Since the 1950s, the world's oceans have accumulated close to 95 percent of all the additional heat related to global warming. Because warm ocean surfaces evaporate faster than cool ones and the warmed atmosphere holds more water vapor, the warming and water vapor fuel storms. (MIT climate modeler Kerry Emanuel, for example, has demonstrated that Hurricane Katrina would not have been as strong as it was in 2005 if it had occurred in 1980, when the atmosphere and sea surfaces were cooler.)
So global warming is thus causing climate change, including altered weather patterns, and the engine of change is the heat building up deep inside the world's oceans. Water is warming, ice is melting, and water vapor is rising. How does this help explain tornadoes?
For tornadoes, we have clear ideas on how they form and have some idea about how their strength may be linked to global warming.
It's all about contrasts and gradients. Warmer temperatures over land surfaces create low-pressure systems (since hot air rises, creating "lows"), while cold fronts from the north come with high pressures. Weather "flows downhill," as it were—from highs to lows. When temperature and pressure gradients between highs and lows increase (as they do naturally in spring), the clash can twist to form tornadoes. The greater the contrasts, the greater the force of the twisters.
This spring, especially warm and moisture-laden air from the Gulf of Mexico met up with especially cold fronts from the north, driven by melting Arctic and Greenland ice. (Between 2004-06 and 2007-09, the rate of ice mass loss in the Canadian Arctic Archipelago sped up threefold.)
Warmer air and warmer seas are melting Arctic ice, and the shrinkage has changed North Polar air circulation—allowing "leakage" of cold air outside the Arctic Circle. Cold fronts previously contained within the polar vortex are now slipping out (driving severe winter weather in the U.S. and Europe in the past two years), and melting Arctic ice has also altered the path of the branches of the jet stream.

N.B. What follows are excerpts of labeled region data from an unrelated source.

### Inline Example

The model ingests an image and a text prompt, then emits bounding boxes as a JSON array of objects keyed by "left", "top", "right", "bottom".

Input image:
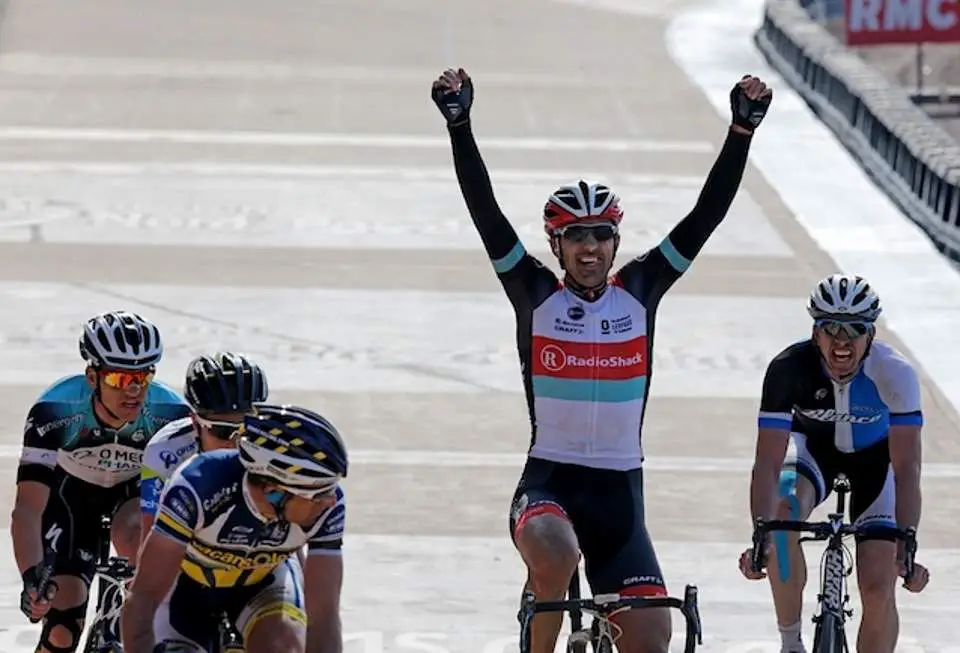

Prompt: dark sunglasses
[
  {"left": 196, "top": 415, "right": 243, "bottom": 440},
  {"left": 816, "top": 320, "right": 873, "bottom": 340},
  {"left": 557, "top": 224, "right": 617, "bottom": 243}
]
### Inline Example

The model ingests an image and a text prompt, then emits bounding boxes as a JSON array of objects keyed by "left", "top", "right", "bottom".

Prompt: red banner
[{"left": 844, "top": 0, "right": 960, "bottom": 45}]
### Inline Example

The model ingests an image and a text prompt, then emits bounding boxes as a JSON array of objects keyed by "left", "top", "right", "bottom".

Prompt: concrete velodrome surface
[{"left": 0, "top": 0, "right": 960, "bottom": 653}]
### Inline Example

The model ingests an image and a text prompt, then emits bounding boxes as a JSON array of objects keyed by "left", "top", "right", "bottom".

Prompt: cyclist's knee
[
  {"left": 110, "top": 499, "right": 140, "bottom": 565},
  {"left": 857, "top": 540, "right": 897, "bottom": 612},
  {"left": 517, "top": 514, "right": 580, "bottom": 594},
  {"left": 613, "top": 608, "right": 672, "bottom": 653},
  {"left": 245, "top": 615, "right": 306, "bottom": 653},
  {"left": 40, "top": 605, "right": 87, "bottom": 653}
]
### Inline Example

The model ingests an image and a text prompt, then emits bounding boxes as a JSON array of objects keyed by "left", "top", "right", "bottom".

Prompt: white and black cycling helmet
[
  {"left": 807, "top": 274, "right": 883, "bottom": 323},
  {"left": 543, "top": 179, "right": 623, "bottom": 236},
  {"left": 80, "top": 311, "right": 163, "bottom": 370},
  {"left": 237, "top": 405, "right": 347, "bottom": 490},
  {"left": 183, "top": 352, "right": 268, "bottom": 413}
]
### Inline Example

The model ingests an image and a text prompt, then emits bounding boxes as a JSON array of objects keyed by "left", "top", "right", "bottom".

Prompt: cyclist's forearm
[
  {"left": 670, "top": 131, "right": 751, "bottom": 260},
  {"left": 750, "top": 463, "right": 780, "bottom": 519},
  {"left": 10, "top": 508, "right": 43, "bottom": 574},
  {"left": 120, "top": 592, "right": 159, "bottom": 653},
  {"left": 894, "top": 465, "right": 922, "bottom": 528},
  {"left": 449, "top": 122, "right": 520, "bottom": 260}
]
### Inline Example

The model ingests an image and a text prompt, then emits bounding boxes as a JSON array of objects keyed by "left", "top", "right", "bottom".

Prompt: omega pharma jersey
[
  {"left": 17, "top": 374, "right": 190, "bottom": 488},
  {"left": 448, "top": 122, "right": 751, "bottom": 470}
]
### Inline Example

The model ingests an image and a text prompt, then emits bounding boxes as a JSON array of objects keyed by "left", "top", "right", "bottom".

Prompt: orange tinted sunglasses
[{"left": 100, "top": 370, "right": 155, "bottom": 390}]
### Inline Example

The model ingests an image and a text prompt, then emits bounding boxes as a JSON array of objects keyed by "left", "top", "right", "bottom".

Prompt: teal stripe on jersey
[
  {"left": 493, "top": 240, "right": 527, "bottom": 274},
  {"left": 660, "top": 237, "right": 690, "bottom": 272},
  {"left": 533, "top": 376, "right": 647, "bottom": 403}
]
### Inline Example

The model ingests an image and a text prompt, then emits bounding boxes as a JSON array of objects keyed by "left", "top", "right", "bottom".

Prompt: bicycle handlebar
[
  {"left": 750, "top": 517, "right": 917, "bottom": 580},
  {"left": 520, "top": 585, "right": 703, "bottom": 653}
]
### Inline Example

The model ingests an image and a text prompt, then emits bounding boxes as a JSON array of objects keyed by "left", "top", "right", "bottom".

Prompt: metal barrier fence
[{"left": 754, "top": 0, "right": 960, "bottom": 261}]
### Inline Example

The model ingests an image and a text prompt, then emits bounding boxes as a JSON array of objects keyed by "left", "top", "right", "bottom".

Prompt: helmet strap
[{"left": 263, "top": 490, "right": 290, "bottom": 519}]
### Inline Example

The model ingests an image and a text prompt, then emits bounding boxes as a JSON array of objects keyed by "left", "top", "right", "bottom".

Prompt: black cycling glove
[
  {"left": 431, "top": 77, "right": 473, "bottom": 126},
  {"left": 730, "top": 79, "right": 773, "bottom": 131}
]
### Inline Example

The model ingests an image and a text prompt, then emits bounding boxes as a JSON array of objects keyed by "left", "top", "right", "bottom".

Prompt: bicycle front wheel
[{"left": 813, "top": 613, "right": 846, "bottom": 653}]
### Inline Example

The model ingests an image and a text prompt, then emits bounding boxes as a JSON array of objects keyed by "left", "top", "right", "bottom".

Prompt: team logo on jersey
[
  {"left": 160, "top": 451, "right": 180, "bottom": 469},
  {"left": 203, "top": 483, "right": 240, "bottom": 512},
  {"left": 161, "top": 485, "right": 200, "bottom": 525},
  {"left": 533, "top": 336, "right": 647, "bottom": 380},
  {"left": 800, "top": 407, "right": 883, "bottom": 424}
]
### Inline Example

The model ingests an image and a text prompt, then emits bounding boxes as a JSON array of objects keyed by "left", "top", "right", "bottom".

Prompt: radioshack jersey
[
  {"left": 153, "top": 449, "right": 346, "bottom": 587},
  {"left": 17, "top": 374, "right": 190, "bottom": 487},
  {"left": 140, "top": 417, "right": 200, "bottom": 517},
  {"left": 449, "top": 122, "right": 750, "bottom": 470},
  {"left": 759, "top": 340, "right": 923, "bottom": 453}
]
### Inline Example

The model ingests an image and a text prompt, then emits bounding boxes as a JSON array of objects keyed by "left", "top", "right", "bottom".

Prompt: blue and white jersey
[
  {"left": 153, "top": 449, "right": 346, "bottom": 587},
  {"left": 140, "top": 417, "right": 200, "bottom": 517},
  {"left": 759, "top": 340, "right": 923, "bottom": 453}
]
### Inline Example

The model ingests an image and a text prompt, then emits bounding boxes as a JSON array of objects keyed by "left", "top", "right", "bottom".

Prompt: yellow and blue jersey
[{"left": 153, "top": 449, "right": 346, "bottom": 588}]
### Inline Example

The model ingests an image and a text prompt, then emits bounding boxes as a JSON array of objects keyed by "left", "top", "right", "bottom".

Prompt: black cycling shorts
[
  {"left": 780, "top": 433, "right": 897, "bottom": 541},
  {"left": 42, "top": 467, "right": 140, "bottom": 585},
  {"left": 510, "top": 458, "right": 666, "bottom": 596}
]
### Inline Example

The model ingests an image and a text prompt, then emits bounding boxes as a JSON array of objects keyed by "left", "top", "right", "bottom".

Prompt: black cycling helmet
[{"left": 183, "top": 352, "right": 268, "bottom": 413}]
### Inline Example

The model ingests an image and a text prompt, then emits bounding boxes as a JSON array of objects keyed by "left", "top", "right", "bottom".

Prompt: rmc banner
[{"left": 844, "top": 0, "right": 960, "bottom": 45}]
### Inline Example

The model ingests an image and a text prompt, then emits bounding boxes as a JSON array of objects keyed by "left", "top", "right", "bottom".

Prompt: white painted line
[
  {"left": 0, "top": 162, "right": 793, "bottom": 264},
  {"left": 0, "top": 444, "right": 960, "bottom": 479},
  {"left": 0, "top": 126, "right": 714, "bottom": 154},
  {"left": 0, "top": 160, "right": 705, "bottom": 183},
  {"left": 0, "top": 282, "right": 809, "bottom": 401}
]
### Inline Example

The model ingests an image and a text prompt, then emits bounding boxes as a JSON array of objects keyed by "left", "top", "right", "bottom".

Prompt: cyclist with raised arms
[
  {"left": 121, "top": 404, "right": 347, "bottom": 653},
  {"left": 740, "top": 274, "right": 929, "bottom": 653},
  {"left": 140, "top": 352, "right": 268, "bottom": 539},
  {"left": 432, "top": 69, "right": 772, "bottom": 653},
  {"left": 11, "top": 311, "right": 190, "bottom": 653}
]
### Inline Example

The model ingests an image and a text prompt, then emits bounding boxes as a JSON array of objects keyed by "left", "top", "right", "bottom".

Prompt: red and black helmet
[{"left": 543, "top": 179, "right": 623, "bottom": 236}]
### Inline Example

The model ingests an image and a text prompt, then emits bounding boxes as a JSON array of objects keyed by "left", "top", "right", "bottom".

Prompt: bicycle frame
[
  {"left": 83, "top": 517, "right": 134, "bottom": 653},
  {"left": 751, "top": 474, "right": 917, "bottom": 653},
  {"left": 517, "top": 579, "right": 703, "bottom": 653}
]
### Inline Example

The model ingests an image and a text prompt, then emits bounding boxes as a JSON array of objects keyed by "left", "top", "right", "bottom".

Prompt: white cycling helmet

Cold, fresh melt water from the Arctic has set up a blocking high-pressure area in the Atlantic off the Northeast for most of the past 18 months, altering the movement of weather fronts—sometimes hastening them, sometimes stalling them.
In addition, winds have changed globally over the past half-century. Westerly winds have increased in both hemispheres, more so in the south (affecting Australia's weather). These changes in global circulation patterns have climate scientists very worried.
This is complicated, and there are a lot of moving parts. Global warming is affecting many components of the global climate simultaneously, and the result is an increasing propensity for severe storms and other weather extremes.
When scientists are asked about the connections, they've carefully responded that "no one event is diagnostic of climate change." But, as Kevin Trenberth, the head of the climate analysis section of the National Center for Atmospheric Research, explains, questioning whether singular incidents are or are not caused by climate change misses the point. The climate is changing, and all weather events occur in the context of natural variability and the changing climate.
The same set of conditions will not be repeated each year—and tornadoes, like hurricanes, will not increase each year. And the precise dynamics described are open to discussion. But it is clear that changing atmospheric and oceanic conditions underlie the changing patterns of weather—and that the stage is set for more severe storms, including even more punishing tornadoes.